Speaking on Roger Bolton’s political podcast Beeb Watch, Rea said: “It is absolutely plain the BBC should be covering it, should be exploring it, should be criticising it.
“It should be part of the asking questions to power, but it’s not doing it.”
He was also critical of the broadcaster’s religious coverage for TV in the 1990s, although he added he had been out of that side of the corporation for 20 years.
He said: “When I was head of religious broadcasting, I never had any issues with the people who ran radio. Many of them were agnostic or even atheist but I remember going into conversations with the controllers of Radio 2, Radio 3 and Radio 4 and I very often came out having been refused my programme commissions.
“But I always felt I’d had a fair hearing, I never thought I had been dismissed simply because the issue was religion. It was completely opposite with television.
“Right through the ’90s the controllers of BBC television were people of a secular hue and because at that time the competition had become so much more intense, the demand to get decent audiences was absolutely top of their list of priorities.

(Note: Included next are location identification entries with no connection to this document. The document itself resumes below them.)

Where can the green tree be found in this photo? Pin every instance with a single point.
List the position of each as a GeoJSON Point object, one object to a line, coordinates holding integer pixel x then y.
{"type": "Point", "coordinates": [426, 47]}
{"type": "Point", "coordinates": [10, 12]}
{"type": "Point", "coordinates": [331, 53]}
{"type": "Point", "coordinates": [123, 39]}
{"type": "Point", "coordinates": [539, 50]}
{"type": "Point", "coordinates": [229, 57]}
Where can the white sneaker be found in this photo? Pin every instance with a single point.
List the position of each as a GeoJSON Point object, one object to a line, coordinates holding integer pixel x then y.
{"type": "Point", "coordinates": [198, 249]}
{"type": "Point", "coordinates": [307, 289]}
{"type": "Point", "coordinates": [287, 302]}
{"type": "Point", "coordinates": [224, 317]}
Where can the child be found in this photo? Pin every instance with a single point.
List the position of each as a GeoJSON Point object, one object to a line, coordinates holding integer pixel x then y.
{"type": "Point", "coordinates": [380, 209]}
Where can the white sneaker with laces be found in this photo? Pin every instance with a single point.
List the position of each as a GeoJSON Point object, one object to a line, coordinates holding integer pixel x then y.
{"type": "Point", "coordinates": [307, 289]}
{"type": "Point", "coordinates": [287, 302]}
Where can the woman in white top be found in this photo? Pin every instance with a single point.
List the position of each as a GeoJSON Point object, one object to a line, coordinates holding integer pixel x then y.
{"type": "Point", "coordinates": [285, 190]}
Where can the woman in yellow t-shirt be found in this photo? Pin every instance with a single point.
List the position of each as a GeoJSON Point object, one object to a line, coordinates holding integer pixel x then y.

“I came out of those meetings absolutely frustrated, not because my ideas had been turned down because they weren’t good enough, but because I hadn’t had a fair hearing.”
Rea recalled a time in the early 1990s when he had proposed a series on Islam in Britain which was refused by a controller, who allegedly said “I can’t imagine that anybody would be interested in that”.
“You look back on that and there’s such an intellectual arrogance about that, that it’s almost breathtaking,” Rea said.
“So there was a distinction between radio and television and although I’ve been out of it now for 20 years, I think that distinction probably still applies.”
Bolton and Rea also discussed the time when podcast host Bolton, who is religious, had applied to replace Rea as Head of Religious Broadcasting but the position was filled by an agnostic person.
Rea said: “The person who got the job was an excellent programme maker but I thought to myself, would the BBC have appointed a head of sport who thought sport was a lot of rubbish.
“Would they have appointed a head of science (to) somebody who didn’t believe in evolution.
“But they would appoint a head of religion, somebody who was not committed to the actual project and I thought that was pretty astonishing.”
A BBC spokesperson said: “As Ernie Rea says, he is talking about his experiences from over 20 years ago. Since then, the BBC has reaffirmed its commitment to religion and ethics broadcasting across television and radio, delivering an unrivalled range of high quality religion and ethics content, including documentaries, news coverage and content marking key faith festivals, far exceeding what we are required to do.
“The recent appointment of Daisy Scalchi as head of religion and ethics for television working alongside Tim Pemberton as head of religion and ethics for radio and Aleem Maqbool, the religion editor for news, is further evidence of the organisation’s recognition of the importance of the genre.”